We sent out an emergency message to our support and development team and arranged to meet at the Creatomatic office immediately. Within 15 minutes we had two senior team members on-site and three more working remotely to rectify the issue. We established that this was indeed a ‘worst case scenario’ – the entire server was inaccessible, and effectively a write-off.

Half an hour after the issue was reported, we had a list of all clients affected; a plan of action in place; a team member managing client communications to keep affected users updated; and two more members working to update individual accounts to transfer to a ready and waiting backup server.

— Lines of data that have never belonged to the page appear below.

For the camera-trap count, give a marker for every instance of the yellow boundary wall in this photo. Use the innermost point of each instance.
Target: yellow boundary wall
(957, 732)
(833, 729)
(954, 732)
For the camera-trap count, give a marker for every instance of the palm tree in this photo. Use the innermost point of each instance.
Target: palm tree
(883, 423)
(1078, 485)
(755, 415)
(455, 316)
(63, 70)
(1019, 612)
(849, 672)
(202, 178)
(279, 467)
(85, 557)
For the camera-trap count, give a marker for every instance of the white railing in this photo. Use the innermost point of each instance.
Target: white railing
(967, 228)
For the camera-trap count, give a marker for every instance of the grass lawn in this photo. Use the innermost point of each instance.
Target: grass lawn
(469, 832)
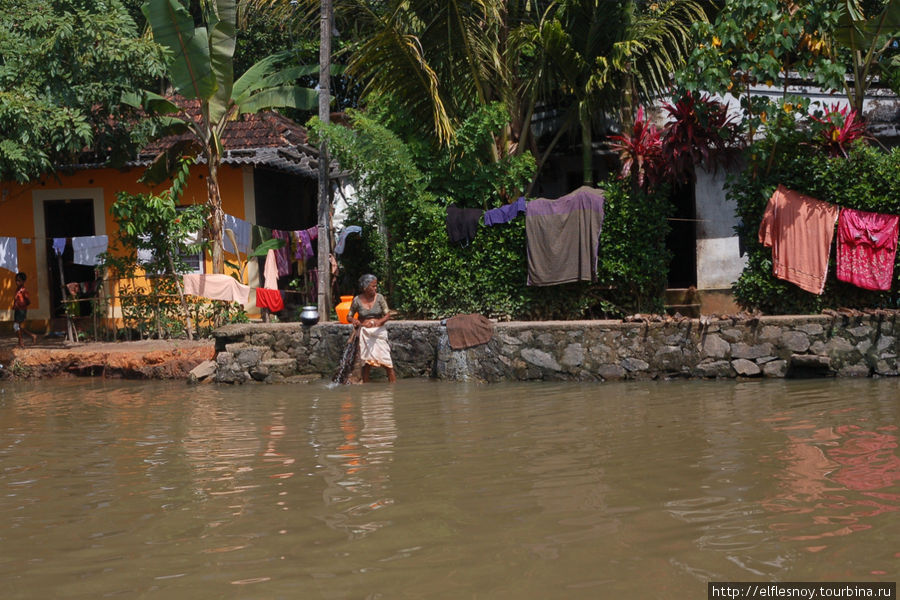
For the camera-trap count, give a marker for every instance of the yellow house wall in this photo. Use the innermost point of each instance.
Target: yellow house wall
(22, 217)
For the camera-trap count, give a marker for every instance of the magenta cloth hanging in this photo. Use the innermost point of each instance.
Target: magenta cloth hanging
(866, 248)
(282, 260)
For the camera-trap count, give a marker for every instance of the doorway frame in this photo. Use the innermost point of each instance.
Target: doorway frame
(38, 198)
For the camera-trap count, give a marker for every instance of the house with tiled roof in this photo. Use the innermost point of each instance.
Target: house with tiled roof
(268, 176)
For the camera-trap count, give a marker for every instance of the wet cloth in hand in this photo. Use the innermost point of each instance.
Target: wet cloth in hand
(374, 348)
(799, 229)
(562, 237)
(866, 248)
(465, 331)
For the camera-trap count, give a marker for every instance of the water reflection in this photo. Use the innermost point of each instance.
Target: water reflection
(428, 489)
(356, 453)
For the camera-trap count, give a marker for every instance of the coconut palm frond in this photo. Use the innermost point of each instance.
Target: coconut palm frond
(393, 61)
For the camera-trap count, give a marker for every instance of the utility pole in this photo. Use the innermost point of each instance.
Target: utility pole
(324, 241)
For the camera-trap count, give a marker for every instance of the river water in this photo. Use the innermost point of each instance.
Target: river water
(431, 489)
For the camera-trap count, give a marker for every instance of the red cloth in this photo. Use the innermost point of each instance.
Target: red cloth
(799, 229)
(270, 299)
(867, 245)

Working from the most recent clean backup, we connected to our backup server – which exists solely as insurance for just this type of scenario – and restored all accounts and data. We then worked through the list of accounts to repoint domain DNS to the backup server. We were relatively lucky in that the majority of affected domains had already been migrated to our managed service, allowing them to be batch updated; these sites were up and running again within 90 minutes.

Finally, we established the nature of the issue and immediately put steps in place to ensure that the issue could not affect any other live servers, before notifying all affected clients of the issue and our response.

The entire process – from first notification to full restoration – took under four hours, with a technician remaining on-call over the rest of the weekend to monitor the server and support channels as an additional precaution.

Why we’re telling you this

The point of this story is partly a vainglorious boast about how well Team Creatomatic reacted to a crisis under pressure – but less flippantly, to highlight the exceptional level of service which Creatomatic hosting clients receive. It’s episodes like this which illustrate how seriously we take our responsibilities to keep our client websites running at all times.